November 20, 2009
No one can accuse Mandolyna Theodoracopulos of not being provocative, and I read her recent post “Jon and Kate Plus Hate” with interest. I entirely agree with her criticisms of in vitro fertilization, and indeed would go well beyond them: Just because science allows us to do something does not mean that we should, and one does not have to accept (as I do) the Catholic Church’s teaching on sexual morality to recognize that there are sound reasons for believing that procreation should not be separated from the sexual act itself.
Of course, we should note that, unlike the “Octomom” whom Mandolyna rightly excoriates, the Gosselins did not engage in in vitro fertilization but in fertility treatments, which resulted in the release of multiple eggs, with their subsequent fertilization through entirely natural means. The only way to “select” a single embryo, then, would have been through the abortion of the other five.
Whatever I may think of the Gosselins’ later actions—and I agree with Mandolyna that “They sold their souls, and their children’s souls” in going on TV—I find it hard to criticize a woman for not being able to bring herself to end five tiny lives growing in her womb. Her doctors advised “selective reduction,” but she chose to carry all of the children to term at great risk to herself. If only she and her husband had continued to put their children’s welfare ahead of their own, their story might well have turned out differently.
Yet despite the situation in which their parents have placed them, Jon and Kate’s eight will always have one another. Which is why I must disagree with Mandolyna when she writes, “No child could possibly get what he or she needs in a two parent family with seven other siblings.”
Let me admit to having a certain interest in that statement. My wife, Amy, and I are the parents of seven beautiful, happy, and healthy children, and we have an eighth on the way. (I’ll let the reader pause and recall his favorite Catholic joke here.)
As hard as it may be for some readers to believe, every last one of those children was expected and welcomed—not just by Amy and myself, but by their older siblings. As late as ten years ago, when our third child was born, we would have laughed if someone had told us that we would one day be expecting our eighth. But our willingness to have more children has as much to do with our children’s openness to life as with our own.
This is the point at which the reader might expect me to insert some words about how, of course, we go without certain things, or how the quality of our time with each child makes up for any lack of quantity. In our case, though, that would be pure rubbish. Though I work for a nonprofit and Amy stays at home (and homeschools), our children have all that they need and probably too much that they don’t. Yes, it may be hard at times for them to find a little quiet time for themselves, but that was true in my own home, and I had only two sisters.
And our children have certain things that those in smaller families lack, such as the constant presence of friends and companions. Perhaps more importantly, they have a sense of hope for the future, an optimism that I remember having as a child (though there were only three of us in my immediate family, I had many cousins, most of them close by) but that I find missing in too many children today. In the desire to provide children with everything that they “need,” too many parents today schedule every last moment of their children’s lives, unintentionally smothering the sparks of spontaneity and creativity and individuality. No parents of eight could have enough control over their children’s lives to do the same.

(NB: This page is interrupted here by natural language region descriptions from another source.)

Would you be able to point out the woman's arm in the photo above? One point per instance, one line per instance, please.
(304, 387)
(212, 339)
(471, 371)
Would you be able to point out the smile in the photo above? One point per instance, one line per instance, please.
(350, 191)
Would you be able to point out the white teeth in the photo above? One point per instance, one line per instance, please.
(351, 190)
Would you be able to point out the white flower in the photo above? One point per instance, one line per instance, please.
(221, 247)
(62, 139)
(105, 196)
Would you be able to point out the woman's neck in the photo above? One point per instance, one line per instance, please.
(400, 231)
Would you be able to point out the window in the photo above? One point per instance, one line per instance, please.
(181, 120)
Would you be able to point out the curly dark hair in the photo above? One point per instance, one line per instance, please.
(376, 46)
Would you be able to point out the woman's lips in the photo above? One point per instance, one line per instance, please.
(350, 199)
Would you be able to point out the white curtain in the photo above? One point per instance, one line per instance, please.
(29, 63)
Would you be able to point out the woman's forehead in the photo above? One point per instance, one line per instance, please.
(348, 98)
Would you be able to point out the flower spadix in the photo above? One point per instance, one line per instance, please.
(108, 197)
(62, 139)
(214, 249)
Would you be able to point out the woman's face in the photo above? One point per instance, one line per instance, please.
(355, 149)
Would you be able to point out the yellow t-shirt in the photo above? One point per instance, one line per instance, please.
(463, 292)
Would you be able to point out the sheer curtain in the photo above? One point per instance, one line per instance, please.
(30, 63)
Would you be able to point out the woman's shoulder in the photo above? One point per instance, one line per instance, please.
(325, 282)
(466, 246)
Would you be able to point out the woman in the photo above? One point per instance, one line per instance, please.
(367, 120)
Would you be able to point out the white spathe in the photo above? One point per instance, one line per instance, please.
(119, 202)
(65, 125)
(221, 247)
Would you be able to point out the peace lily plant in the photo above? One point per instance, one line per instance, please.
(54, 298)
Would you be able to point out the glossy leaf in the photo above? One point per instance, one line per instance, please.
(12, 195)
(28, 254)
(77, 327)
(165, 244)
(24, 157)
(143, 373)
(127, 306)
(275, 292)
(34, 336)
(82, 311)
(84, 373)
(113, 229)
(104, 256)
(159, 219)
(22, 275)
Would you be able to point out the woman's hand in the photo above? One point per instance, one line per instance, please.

There is something more, too, something deeper and more lasting. Amy and I believe in our Catholic Faith, but our children simply naturally live it. Hope is a theological virtue, infused by grace, but such grace flows through our home in abundance. It is the duty of Christian parents to pass the Faith on to their children, and particularly of the father to model Christ for them. But seeing the love of our children for their brothers and sisters and the sacrifices that they make for one another sometimes puts me to shame.
I am no sentimental lover of childhood for childhood’s sake, but I love children (especially my own). The size of our family is no accident, nor is it a reflection of some selfish desire, but rather of faith, and of hope, and of love.
When I look at my children gathered around the table at night, I cannot help but think that God knew what He was doing when He told Adam and Eve to “be fruitful and multiply; fill the earth, and subdue it.” If there is hope for our civilization, it lies in those who take His words to heart.